Can I run BGE-Small-EN on NVIDIA H100 SXM?

check_circle
Perfect
Yes, you can run this model!
GPU VRAM
80.0GB
Required
0.1GB
Headroom
+79.9GB

VRAM Usage

0GB 0% used 80.0GB

Performance Estimate

Tokens/sec ~135.0
Batch size 32

info Technical Analysis

The NVIDIA H100 SXM, with its massive 80GB of HBM3 VRAM and 3.35 TB/s memory bandwidth, is an exceptionally powerful GPU, making it ideally suited for a wide range of AI workloads. The BGE-Small-EN model, being a relatively small embedding model with only 0.03B parameters and a modest 0.1GB VRAM footprint in FP16 precision, presents virtually no challenge for the H100. The H100's architecture, based on the Hopper generation, includes 16896 CUDA cores and 528 Tensor cores, providing ample computational resources for rapid inference. This combination ensures that the model can be loaded entirely into the GPU's memory with a significant amount of headroom remaining for larger batch sizes or concurrent deployments of other models.

lightbulb Recommendation

Given the substantial VRAM headroom, users should explore increasing the batch size to maximize throughput. Experiment with batch sizes larger than the estimated 32 to fully utilize the H100's processing capabilities.
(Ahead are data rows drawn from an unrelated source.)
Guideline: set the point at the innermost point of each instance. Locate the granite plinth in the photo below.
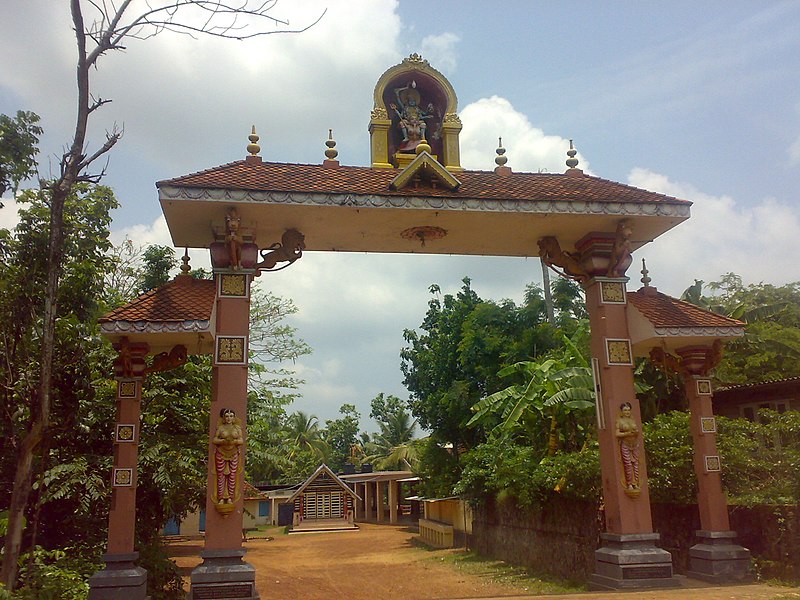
(631, 562)
(223, 575)
(121, 578)
(718, 559)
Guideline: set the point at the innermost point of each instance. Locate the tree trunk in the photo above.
(548, 296)
(41, 413)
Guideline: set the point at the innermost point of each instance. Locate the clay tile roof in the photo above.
(182, 299)
(286, 177)
(664, 311)
(252, 493)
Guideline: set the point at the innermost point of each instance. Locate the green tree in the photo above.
(19, 137)
(340, 435)
(109, 26)
(550, 404)
(158, 262)
(770, 348)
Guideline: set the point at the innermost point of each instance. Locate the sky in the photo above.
(698, 100)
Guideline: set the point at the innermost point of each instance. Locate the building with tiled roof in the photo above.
(747, 399)
(658, 320)
(180, 312)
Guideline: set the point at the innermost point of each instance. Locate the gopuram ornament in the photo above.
(627, 433)
(228, 441)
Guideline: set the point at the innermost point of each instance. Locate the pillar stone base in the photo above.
(223, 575)
(120, 579)
(631, 562)
(718, 559)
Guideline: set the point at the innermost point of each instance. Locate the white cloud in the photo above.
(757, 241)
(528, 148)
(440, 51)
(9, 215)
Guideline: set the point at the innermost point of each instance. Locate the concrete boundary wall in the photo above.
(560, 536)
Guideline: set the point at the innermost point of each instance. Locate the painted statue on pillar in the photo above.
(620, 258)
(228, 440)
(413, 119)
(627, 433)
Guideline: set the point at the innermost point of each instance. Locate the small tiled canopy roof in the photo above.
(179, 312)
(364, 209)
(287, 177)
(665, 311)
(655, 319)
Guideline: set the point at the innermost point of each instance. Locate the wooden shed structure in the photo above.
(323, 499)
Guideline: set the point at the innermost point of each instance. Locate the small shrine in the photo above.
(256, 216)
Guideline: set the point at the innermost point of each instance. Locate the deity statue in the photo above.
(412, 116)
(620, 258)
(227, 459)
(233, 237)
(627, 432)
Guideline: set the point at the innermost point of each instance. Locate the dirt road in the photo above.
(383, 562)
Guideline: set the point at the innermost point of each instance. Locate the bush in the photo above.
(761, 460)
(501, 468)
(55, 574)
(668, 447)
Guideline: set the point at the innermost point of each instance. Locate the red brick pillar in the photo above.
(628, 557)
(716, 557)
(223, 570)
(121, 577)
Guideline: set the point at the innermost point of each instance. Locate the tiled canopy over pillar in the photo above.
(688, 340)
(416, 197)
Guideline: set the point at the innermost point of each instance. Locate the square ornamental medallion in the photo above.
(704, 387)
(123, 478)
(125, 433)
(712, 464)
(233, 285)
(618, 352)
(126, 388)
(231, 350)
(708, 425)
(612, 292)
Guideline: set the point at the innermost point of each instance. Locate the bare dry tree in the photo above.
(109, 24)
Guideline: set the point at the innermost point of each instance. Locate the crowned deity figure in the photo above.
(412, 117)
(627, 433)
(228, 440)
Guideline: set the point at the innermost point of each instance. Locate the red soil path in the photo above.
(381, 561)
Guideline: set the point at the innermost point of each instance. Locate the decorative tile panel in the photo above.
(713, 464)
(126, 388)
(126, 433)
(704, 387)
(231, 350)
(618, 352)
(233, 285)
(612, 292)
(708, 425)
(123, 478)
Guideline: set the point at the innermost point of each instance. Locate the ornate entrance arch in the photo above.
(255, 215)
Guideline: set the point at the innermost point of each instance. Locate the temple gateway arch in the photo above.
(415, 197)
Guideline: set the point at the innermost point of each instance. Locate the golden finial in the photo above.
(253, 148)
(331, 153)
(185, 268)
(572, 162)
(645, 279)
(501, 159)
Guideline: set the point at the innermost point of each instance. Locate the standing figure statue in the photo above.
(227, 459)
(627, 432)
(412, 116)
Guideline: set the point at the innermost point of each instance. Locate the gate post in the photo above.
(628, 557)
(223, 573)
(121, 577)
(715, 557)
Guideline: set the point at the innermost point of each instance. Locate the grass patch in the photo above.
(498, 571)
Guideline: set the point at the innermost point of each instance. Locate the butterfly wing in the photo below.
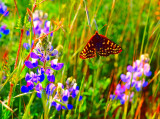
(89, 51)
(106, 47)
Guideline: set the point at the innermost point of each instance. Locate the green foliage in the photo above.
(132, 24)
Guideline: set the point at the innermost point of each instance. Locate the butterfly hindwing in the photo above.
(89, 50)
(102, 45)
(107, 47)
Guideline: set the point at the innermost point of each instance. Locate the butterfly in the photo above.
(100, 44)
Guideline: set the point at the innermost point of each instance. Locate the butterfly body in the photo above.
(100, 44)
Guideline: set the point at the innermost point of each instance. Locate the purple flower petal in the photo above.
(145, 84)
(80, 98)
(6, 32)
(35, 64)
(53, 103)
(148, 73)
(123, 78)
(55, 52)
(58, 66)
(58, 107)
(39, 94)
(29, 64)
(27, 33)
(130, 68)
(34, 55)
(65, 98)
(26, 46)
(42, 76)
(38, 87)
(30, 85)
(50, 88)
(27, 77)
(69, 106)
(51, 78)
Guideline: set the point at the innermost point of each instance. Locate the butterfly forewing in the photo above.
(102, 45)
(107, 47)
(89, 50)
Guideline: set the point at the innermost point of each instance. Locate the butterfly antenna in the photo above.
(87, 13)
(96, 25)
(103, 26)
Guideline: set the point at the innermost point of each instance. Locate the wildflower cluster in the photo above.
(43, 54)
(3, 30)
(41, 25)
(135, 77)
(3, 9)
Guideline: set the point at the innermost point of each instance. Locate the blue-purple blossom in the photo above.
(55, 92)
(139, 70)
(3, 30)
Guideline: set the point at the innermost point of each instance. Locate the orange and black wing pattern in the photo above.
(100, 44)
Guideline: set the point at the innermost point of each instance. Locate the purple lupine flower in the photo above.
(3, 9)
(55, 65)
(26, 46)
(131, 79)
(39, 90)
(50, 89)
(3, 30)
(43, 52)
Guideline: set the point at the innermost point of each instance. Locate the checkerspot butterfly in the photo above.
(100, 44)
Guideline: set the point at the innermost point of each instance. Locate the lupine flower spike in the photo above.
(134, 78)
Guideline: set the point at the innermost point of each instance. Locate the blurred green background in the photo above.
(132, 24)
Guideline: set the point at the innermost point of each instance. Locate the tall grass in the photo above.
(132, 24)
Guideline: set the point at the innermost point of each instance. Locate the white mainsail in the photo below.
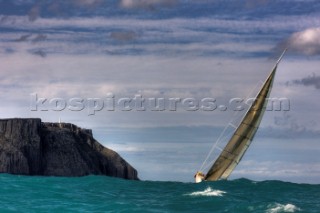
(241, 139)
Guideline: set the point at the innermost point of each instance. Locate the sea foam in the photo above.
(208, 192)
(282, 208)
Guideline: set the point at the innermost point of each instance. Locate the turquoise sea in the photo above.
(105, 194)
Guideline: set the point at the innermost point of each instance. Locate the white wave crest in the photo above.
(208, 192)
(283, 208)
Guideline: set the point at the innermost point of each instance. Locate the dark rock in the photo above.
(31, 147)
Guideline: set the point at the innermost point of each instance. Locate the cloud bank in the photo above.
(146, 4)
(305, 42)
(309, 81)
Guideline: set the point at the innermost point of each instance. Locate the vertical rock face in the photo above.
(30, 147)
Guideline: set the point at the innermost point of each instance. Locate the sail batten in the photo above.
(243, 135)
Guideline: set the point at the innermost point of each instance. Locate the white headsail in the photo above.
(244, 133)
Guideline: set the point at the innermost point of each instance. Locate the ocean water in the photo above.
(105, 194)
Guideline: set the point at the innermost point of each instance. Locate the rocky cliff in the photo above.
(31, 147)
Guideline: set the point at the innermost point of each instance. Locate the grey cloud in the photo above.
(39, 52)
(309, 81)
(34, 13)
(24, 37)
(124, 35)
(146, 4)
(305, 42)
(39, 37)
(87, 3)
(256, 3)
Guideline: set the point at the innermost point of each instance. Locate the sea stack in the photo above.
(32, 147)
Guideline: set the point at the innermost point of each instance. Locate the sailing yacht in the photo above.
(242, 136)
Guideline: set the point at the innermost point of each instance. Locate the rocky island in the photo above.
(32, 147)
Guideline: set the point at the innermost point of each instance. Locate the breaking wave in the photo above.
(277, 208)
(208, 192)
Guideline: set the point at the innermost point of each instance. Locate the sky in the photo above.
(155, 79)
Also, consider deploying multiple instances of the BGE-Small-EN model concurrently to serve a larger number of requests in parallel. While FP16 offers a good balance of speed and accuracy, for applications where even higher throughput is crucial, explore using INT8 quantization to potentially further accelerate inference without significant loss in embedding quality. Monitor GPU utilization to ensure optimal performance and avoid bottlenecks.

tune Recommended Settings

Batch_Size
32 (start), experiment with larger sizes
Context_Length
512
Other_Settings
['Enable CUDA graph capture', 'Use asynchronous batching']
Inference_Framework
vLLM or text-generation-inference
Quantization_Suggested
INT8 (optional)

help Frequently Asked Questions

Is BGE-Small-EN compatible with NVIDIA H100 SXM? expand_more
Yes, BGE-Small-EN is perfectly compatible with the NVIDIA H100 SXM due to its small size and the H100's vast resources.
What VRAM is needed for BGE-Small-EN? expand_more
BGE-Small-EN requires approximately 0.1GB of VRAM when using FP16 precision.
How fast will BGE-Small-EN run on NVIDIA H100 SXM? expand_more
BGE-Small-EN is estimated to achieve around 135 tokens/sec on the NVIDIA H100 SXM. This performance can be further improved by optimizing batch size and quantization.